Menschen, die so blauäugig durch die Welt gehen, sind für mich genauso schlimm, wie Menschen, die bei Facebook dann posten: Nein zum Heim in ............... (meistens Rechtsradikale).

#winke

weiteren Kommentar laden
95

Nun ja. Es gibt in jeder Bevölkerungsgruppe, Arschtörtchen, die sich nicht benehmen können. Das ist aber ein individuelles und kein kollektives Problem.

Sich im Vorfeld 1000 Gedanken machen wegen gerade mal 100 Personen ist doch affig. Wir haben hier Asylbewerber, die spazieren auch mal durch unser Wohnviertel oder man trifft sie im Supermarkt. Die meisten sind zurückhaltend und scheu. Einige wenige - und die kommen aus dem Balkan - machen Ärger. Das ist dann eine Sache der Polizei bei Straftaten und Sache des jeweiligen Geschäftes, denen die Tür zu weisen, wenn es schräg wird.
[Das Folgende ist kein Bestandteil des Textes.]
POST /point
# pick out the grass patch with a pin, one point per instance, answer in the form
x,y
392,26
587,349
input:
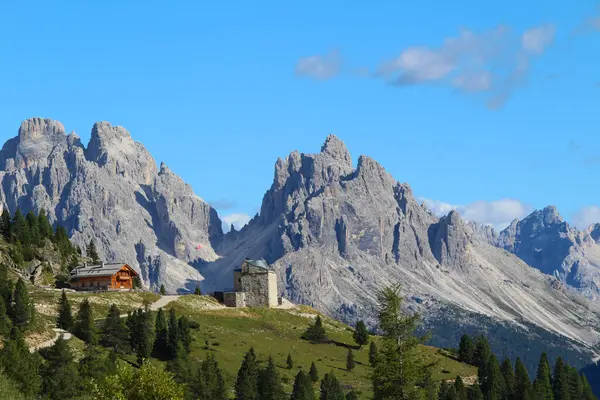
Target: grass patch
x,y
231,332
46,301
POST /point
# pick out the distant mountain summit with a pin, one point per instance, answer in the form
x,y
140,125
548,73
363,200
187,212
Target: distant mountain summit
x,y
545,241
337,233
110,191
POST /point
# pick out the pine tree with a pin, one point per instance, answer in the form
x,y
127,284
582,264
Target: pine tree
x,y
542,384
466,349
5,322
20,365
85,328
64,319
482,352
34,230
5,224
432,388
586,389
269,385
399,369
560,383
475,393
331,388
246,384
508,373
313,373
174,336
114,331
302,389
452,394
461,390
372,354
350,363
45,228
209,383
316,333
185,334
161,344
361,334
16,254
20,229
491,379
6,287
522,385
95,365
145,341
180,365
352,395
443,392
60,373
92,252
22,310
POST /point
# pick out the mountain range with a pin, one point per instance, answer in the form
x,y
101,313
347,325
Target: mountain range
x,y
333,232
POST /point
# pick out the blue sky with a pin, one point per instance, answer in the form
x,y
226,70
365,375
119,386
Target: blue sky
x,y
490,107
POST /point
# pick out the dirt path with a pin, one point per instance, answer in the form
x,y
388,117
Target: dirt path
x,y
163,301
48,343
Aber deswegen braucht man nicht wegziehen. Ich habe eine bekloppte Nachbarin (übrigens deutsch), die von morgens bis abends völlig talentfrei auf ihrem Keyboard herumklimpert. Das! ist ein wirkliches Problem.

Gruß

Manavgat

96

Ich arbeite in einer Unterkunft als Sozialpädagogin und wohne in der Nähe einer Anderen. Es ist eine wahnsinnige Erfahrung und Bereicherung, wenn man sich als " deutscher " Mensch auf das für einen vielleicht unbekanntes Neues einlässt. Wir haben in unserem Privatleben viele Bekannte und Freundschaften schließen können . Es sind Menschen wie wir alle. Man muss nicht mit jedem befreundet sein, aber doch jeden so akzeptieren wie er ist.

Ich finde es persönlich eine Bereicherung. Meine Nichten und Neffen haben ebenso Freunde gefunden und spielen herrlich - auch anfangs ohne sich sprachlich Verständen zu können.